We are a Catholic and Church of England 3-16 through school in Barnsley. Our Christian foundation guides and influences our actions and we try really hard to ensure that our pupils not only do well in their tests and exams but also develop into rounded and thoughtful citizens of the future. We enthusiastically run the Archbishop of York Young Leader’s award throughout the school and love their motto “Be the change you want to see”. The philosophy that instead of complaining about injustice you should try to do something about it, to be the change, is really important and we do all sorts of work for charities and other organisations with that in mind.
We found out about Cry in the Dark through the Archbishop’s Youth Trust and have organised two week long projects with them now. It wasn’t easy for me to join in this year. As headteacher my diary is very busy, but I decided that if I was encouraging everyone else to go out and Be the Change then I should be leading by example. I decided to go in May and had 5 months to ensure my diary could accommodate the week away. I am so glad I did.
Nothing can really prepare you for what you find in Romania. The first surprise is what a beautiful country it is. The landscape is very rural with plentiful rolling hills, forests and lakes. But you soon start noticing differences, there are hundreds of horse and carts on the roads full of picked crops, families travelling to town or men travelling to work. There are hundreds of wells too, most houses don’t have mains water and wells are their main source.
The visit was split between spending time with different groups of people and a building project. The groups we visited included Casa Lumina which houses the children (now young adults) Steve found in state run orphanages in 1998, the day care hospice centre at Casa Albert where young people are driven in to visit, trips out to see young people in their homes that can’t make it to the hospice, Ungereni which is a state run institution for physically and mentally disabled adults and Negustorului which is a village for the Roma community and where people live in real poverty.

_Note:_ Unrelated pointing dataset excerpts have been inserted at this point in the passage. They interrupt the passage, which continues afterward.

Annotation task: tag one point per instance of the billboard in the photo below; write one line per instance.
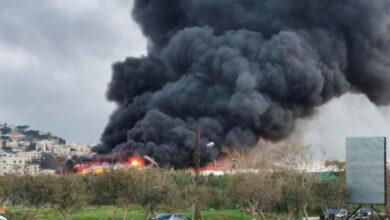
(366, 169)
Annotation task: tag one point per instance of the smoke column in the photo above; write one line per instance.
(241, 70)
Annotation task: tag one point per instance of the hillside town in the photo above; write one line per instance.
(27, 151)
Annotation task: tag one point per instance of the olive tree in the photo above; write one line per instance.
(156, 188)
(292, 162)
(69, 195)
(256, 189)
(330, 193)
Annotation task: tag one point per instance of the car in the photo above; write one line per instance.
(172, 217)
(331, 214)
(363, 213)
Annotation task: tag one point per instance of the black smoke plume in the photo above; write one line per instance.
(241, 70)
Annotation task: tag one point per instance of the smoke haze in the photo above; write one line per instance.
(241, 70)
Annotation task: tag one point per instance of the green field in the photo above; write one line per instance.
(106, 213)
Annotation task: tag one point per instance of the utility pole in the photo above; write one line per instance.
(197, 155)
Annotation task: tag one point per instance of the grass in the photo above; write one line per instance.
(106, 213)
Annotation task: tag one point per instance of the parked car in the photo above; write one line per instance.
(172, 217)
(331, 214)
(363, 213)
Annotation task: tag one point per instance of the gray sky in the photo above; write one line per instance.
(55, 63)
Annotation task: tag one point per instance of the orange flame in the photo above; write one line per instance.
(100, 166)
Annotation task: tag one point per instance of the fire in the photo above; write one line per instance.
(101, 165)
(98, 171)
(135, 163)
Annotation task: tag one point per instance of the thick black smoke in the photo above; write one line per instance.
(241, 69)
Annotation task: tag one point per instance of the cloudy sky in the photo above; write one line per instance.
(55, 63)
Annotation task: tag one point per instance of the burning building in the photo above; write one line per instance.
(241, 70)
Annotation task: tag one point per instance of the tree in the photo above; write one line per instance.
(127, 185)
(156, 188)
(104, 190)
(257, 190)
(330, 194)
(69, 195)
(196, 196)
(291, 162)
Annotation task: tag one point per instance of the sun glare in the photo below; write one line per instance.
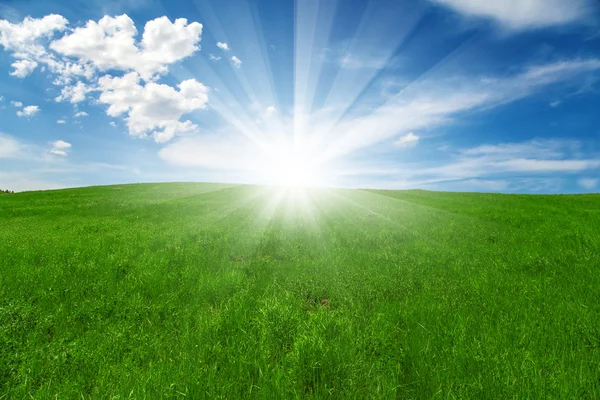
(292, 168)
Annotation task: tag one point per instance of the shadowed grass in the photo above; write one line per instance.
(217, 291)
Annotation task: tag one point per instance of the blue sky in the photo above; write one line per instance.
(466, 95)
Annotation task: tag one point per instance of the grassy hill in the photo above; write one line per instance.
(222, 291)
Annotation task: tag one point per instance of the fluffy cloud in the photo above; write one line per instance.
(236, 61)
(223, 46)
(23, 40)
(110, 44)
(74, 94)
(28, 111)
(523, 14)
(152, 109)
(407, 141)
(23, 68)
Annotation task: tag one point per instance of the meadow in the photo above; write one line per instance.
(224, 291)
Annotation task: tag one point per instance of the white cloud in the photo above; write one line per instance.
(74, 94)
(236, 61)
(223, 46)
(110, 44)
(23, 68)
(534, 156)
(61, 144)
(407, 141)
(9, 147)
(524, 14)
(59, 148)
(153, 109)
(28, 111)
(23, 40)
(432, 103)
(58, 152)
(588, 183)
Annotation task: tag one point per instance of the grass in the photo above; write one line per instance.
(220, 291)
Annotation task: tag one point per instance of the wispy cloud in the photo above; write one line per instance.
(524, 14)
(407, 141)
(60, 148)
(28, 111)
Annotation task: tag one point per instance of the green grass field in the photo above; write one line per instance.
(220, 291)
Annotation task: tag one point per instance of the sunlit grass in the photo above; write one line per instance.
(160, 291)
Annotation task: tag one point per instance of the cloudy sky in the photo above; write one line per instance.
(435, 94)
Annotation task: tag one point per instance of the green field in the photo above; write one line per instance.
(220, 291)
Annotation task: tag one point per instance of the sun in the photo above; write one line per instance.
(291, 167)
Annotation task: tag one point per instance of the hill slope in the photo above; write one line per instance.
(204, 290)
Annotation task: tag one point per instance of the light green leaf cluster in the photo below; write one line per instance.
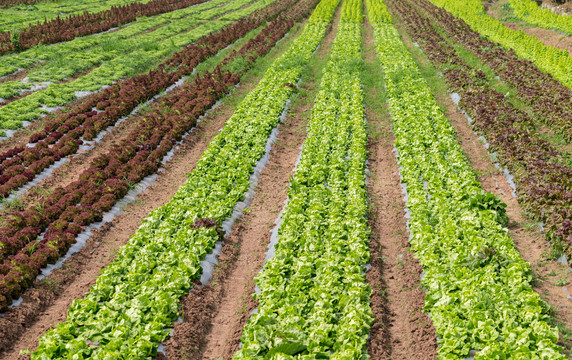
(313, 300)
(243, 12)
(530, 12)
(18, 17)
(478, 287)
(548, 59)
(134, 300)
(115, 56)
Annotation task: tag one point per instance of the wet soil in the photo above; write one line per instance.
(46, 304)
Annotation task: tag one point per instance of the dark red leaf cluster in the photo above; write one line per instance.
(69, 209)
(68, 28)
(543, 175)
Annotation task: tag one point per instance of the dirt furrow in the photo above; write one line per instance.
(401, 330)
(47, 303)
(215, 314)
(551, 278)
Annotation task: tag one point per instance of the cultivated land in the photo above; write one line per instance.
(285, 179)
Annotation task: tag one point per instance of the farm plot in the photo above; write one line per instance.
(115, 58)
(178, 114)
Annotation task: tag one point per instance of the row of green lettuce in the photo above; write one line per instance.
(114, 60)
(135, 299)
(18, 17)
(548, 59)
(313, 300)
(479, 292)
(529, 11)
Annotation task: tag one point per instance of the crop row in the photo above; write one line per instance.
(313, 299)
(65, 213)
(550, 101)
(68, 28)
(20, 16)
(135, 298)
(146, 51)
(530, 12)
(549, 59)
(63, 134)
(43, 64)
(541, 172)
(479, 292)
(6, 3)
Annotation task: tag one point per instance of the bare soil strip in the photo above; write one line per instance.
(401, 330)
(47, 303)
(215, 314)
(552, 278)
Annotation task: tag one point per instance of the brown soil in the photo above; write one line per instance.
(401, 330)
(47, 303)
(549, 37)
(220, 309)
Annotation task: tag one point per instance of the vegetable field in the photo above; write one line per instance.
(285, 179)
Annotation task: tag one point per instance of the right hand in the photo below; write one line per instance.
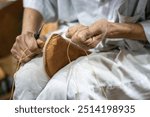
(26, 47)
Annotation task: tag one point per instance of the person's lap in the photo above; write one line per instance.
(108, 75)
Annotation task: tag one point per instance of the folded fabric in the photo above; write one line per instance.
(58, 52)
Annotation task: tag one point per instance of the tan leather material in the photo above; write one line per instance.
(55, 53)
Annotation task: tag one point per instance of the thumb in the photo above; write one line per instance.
(41, 41)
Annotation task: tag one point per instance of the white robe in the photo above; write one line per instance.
(122, 73)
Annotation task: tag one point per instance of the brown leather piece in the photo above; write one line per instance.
(55, 55)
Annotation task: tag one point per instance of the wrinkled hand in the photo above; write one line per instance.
(26, 47)
(88, 36)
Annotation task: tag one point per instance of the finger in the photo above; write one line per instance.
(81, 35)
(72, 30)
(41, 41)
(93, 41)
(31, 43)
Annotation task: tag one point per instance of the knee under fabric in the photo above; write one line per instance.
(58, 52)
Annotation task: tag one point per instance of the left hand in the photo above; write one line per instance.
(88, 36)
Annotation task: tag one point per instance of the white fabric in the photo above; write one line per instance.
(118, 74)
(123, 73)
(88, 11)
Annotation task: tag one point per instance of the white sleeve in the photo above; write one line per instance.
(47, 8)
(146, 23)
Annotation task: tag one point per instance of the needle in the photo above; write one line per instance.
(36, 35)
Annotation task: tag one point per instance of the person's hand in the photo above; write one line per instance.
(88, 36)
(26, 47)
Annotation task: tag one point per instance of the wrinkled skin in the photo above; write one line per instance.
(88, 36)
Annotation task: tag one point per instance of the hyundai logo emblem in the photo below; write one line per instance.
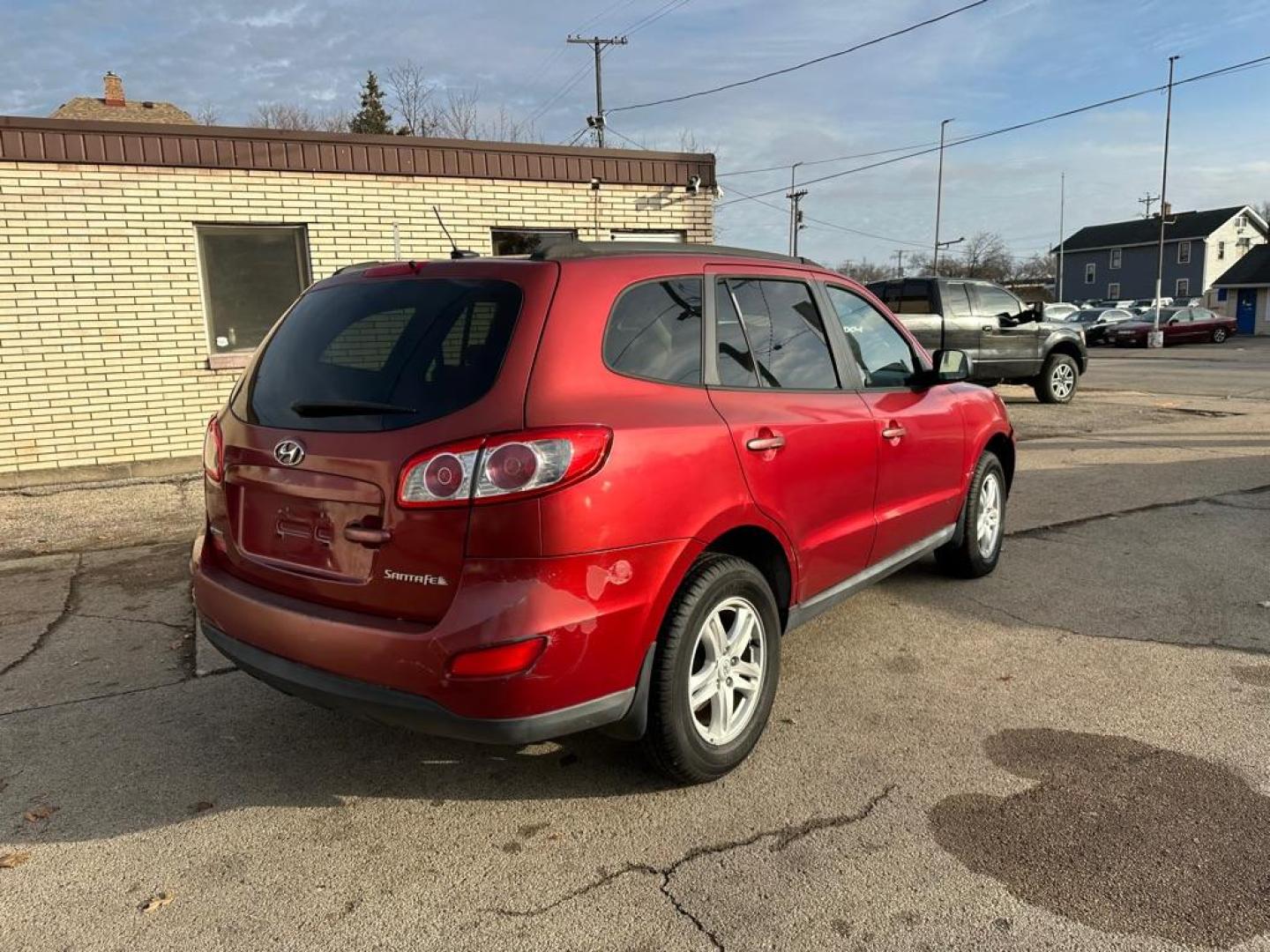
(288, 452)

Each of these visits was special in its own right, we loved them all.
The young people of Casa Lumina were particularly special and we bonded with them very strongly, even preferring to go back there on our day off to see them again and throw an impromptu party. Great fun! Earlier in the week Steve had told us in much more detail about how and why he set up the project. He showed us a film of the state run orphanage where he found the children in 1998 and we could recognise the children in Casa Lumina. It suddenly became real for us. We weren’t watching a remote group from abroad any more we were watching the past lives of young people who we knew. Flori being poked with a stick, Maria left unattended wearing a dirty vest and nothing else. There wasn’t a dry eye let me tell you. In fact I cried loads of times during the week.
The building project was in Negustorului. A family had been identified by Steve and Beth who needed a new drive to be built to enable their horse and cart to access their property and to allow them to walk outside their door without stepping in mud. The build required the area to be dug out then filled with concrete and took 4 days. The family were so grateful when we finished, they cried and thanked God and hugged and kissed us. It was so easy for us to do yet they were so grateful that we had done it.

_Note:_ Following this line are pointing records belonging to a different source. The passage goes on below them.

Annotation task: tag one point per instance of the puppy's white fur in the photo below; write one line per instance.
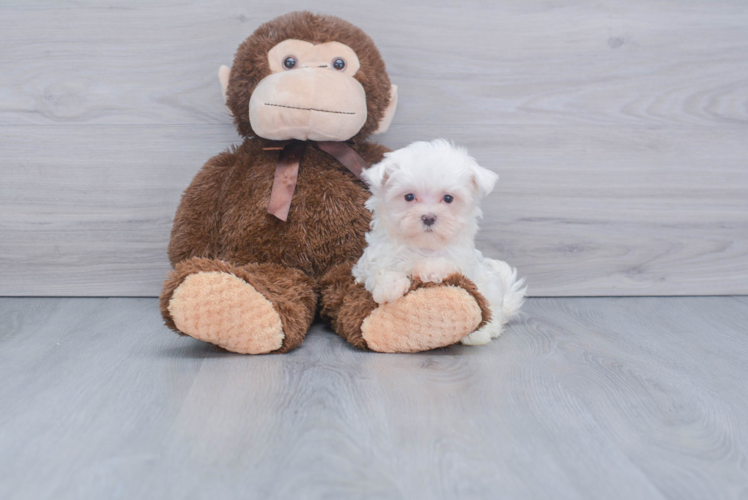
(432, 235)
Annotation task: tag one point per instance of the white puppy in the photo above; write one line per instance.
(425, 205)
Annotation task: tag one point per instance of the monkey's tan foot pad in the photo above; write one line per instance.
(222, 309)
(424, 319)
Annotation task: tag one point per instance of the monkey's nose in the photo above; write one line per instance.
(428, 219)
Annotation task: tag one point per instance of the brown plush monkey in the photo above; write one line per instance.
(248, 280)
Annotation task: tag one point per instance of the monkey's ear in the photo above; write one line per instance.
(389, 113)
(484, 180)
(376, 176)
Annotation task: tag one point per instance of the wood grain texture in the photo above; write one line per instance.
(618, 129)
(581, 398)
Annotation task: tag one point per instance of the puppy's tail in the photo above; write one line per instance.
(514, 289)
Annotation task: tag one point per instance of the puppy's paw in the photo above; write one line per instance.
(434, 270)
(390, 287)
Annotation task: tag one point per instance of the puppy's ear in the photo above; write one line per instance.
(484, 180)
(376, 176)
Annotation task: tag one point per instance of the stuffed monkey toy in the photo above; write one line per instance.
(267, 232)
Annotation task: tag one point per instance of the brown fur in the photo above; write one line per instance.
(346, 304)
(222, 222)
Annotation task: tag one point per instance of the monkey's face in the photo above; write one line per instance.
(309, 77)
(310, 94)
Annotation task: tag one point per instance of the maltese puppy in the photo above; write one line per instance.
(425, 206)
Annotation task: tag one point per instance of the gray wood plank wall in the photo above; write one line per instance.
(619, 129)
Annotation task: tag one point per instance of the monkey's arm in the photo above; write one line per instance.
(198, 219)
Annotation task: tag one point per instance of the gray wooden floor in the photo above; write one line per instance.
(619, 129)
(581, 398)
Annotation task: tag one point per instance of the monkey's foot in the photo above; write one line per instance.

So it was an incredible visit for us. To take young people to see how awful life can be for others in our own continent (only 3 hours away) and then to enable them the opportunity to do something concrete that can leave a lasting legacy is so powerful.

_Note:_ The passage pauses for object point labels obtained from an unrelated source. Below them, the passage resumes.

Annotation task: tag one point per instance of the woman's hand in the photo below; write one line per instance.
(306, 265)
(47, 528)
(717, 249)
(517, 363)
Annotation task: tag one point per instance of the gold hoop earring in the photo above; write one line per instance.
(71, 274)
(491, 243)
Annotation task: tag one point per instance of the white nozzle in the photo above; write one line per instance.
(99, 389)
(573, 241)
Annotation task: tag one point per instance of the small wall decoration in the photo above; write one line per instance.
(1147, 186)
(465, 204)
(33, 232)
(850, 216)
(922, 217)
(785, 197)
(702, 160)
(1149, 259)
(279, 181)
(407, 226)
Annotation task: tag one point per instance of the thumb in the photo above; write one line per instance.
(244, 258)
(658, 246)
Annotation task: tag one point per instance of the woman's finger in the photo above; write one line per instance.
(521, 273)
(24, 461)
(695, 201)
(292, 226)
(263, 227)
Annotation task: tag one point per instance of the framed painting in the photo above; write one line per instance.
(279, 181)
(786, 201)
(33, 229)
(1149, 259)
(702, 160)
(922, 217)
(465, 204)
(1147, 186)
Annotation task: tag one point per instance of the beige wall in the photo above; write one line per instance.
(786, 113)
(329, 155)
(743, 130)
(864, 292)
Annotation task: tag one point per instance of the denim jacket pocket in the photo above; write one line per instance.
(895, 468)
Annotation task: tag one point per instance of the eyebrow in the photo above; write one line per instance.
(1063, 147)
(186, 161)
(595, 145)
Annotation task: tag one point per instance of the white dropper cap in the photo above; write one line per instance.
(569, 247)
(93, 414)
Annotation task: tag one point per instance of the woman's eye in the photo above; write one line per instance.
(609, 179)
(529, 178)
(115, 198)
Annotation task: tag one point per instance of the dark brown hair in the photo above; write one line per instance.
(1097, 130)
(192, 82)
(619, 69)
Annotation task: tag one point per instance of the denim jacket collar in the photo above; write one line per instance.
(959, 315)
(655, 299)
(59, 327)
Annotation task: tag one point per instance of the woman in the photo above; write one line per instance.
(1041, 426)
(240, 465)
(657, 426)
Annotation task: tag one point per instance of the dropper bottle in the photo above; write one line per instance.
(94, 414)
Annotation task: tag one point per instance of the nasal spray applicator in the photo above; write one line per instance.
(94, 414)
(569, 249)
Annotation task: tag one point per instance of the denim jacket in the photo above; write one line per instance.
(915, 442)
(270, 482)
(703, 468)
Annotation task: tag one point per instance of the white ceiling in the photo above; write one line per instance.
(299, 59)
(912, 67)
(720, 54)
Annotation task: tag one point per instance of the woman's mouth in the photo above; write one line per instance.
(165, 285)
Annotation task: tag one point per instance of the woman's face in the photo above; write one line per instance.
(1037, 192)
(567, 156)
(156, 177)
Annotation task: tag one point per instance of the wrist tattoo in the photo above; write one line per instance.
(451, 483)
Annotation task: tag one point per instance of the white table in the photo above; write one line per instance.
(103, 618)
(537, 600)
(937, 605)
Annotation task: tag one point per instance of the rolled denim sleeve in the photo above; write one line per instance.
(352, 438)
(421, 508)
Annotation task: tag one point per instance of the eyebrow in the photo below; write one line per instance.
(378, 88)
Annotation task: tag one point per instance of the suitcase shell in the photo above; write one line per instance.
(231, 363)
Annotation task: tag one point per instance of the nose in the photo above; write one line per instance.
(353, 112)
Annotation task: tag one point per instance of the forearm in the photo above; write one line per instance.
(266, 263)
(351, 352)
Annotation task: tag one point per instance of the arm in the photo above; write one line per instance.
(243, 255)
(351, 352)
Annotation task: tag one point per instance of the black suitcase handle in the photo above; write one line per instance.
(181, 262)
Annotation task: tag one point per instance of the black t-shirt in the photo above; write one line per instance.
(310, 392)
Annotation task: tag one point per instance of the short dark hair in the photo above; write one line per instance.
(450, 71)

I hear talk sometimes that what young people need is national service to whip them into shape. I disagree. I think everyone at some time in their life should be sent out to a place like Bacau to serve the poor. It would change attitudes immeasurably and make us all more grateful for what we have.
I think the work Cry in the Dark do is amazing and I feel really privileged to have helped in a small way. If you are reading this and considering a visit of your own, do it! It has been the most amazing school visit I have ever been a part of and has had a profound effect me and the pupils we took with us.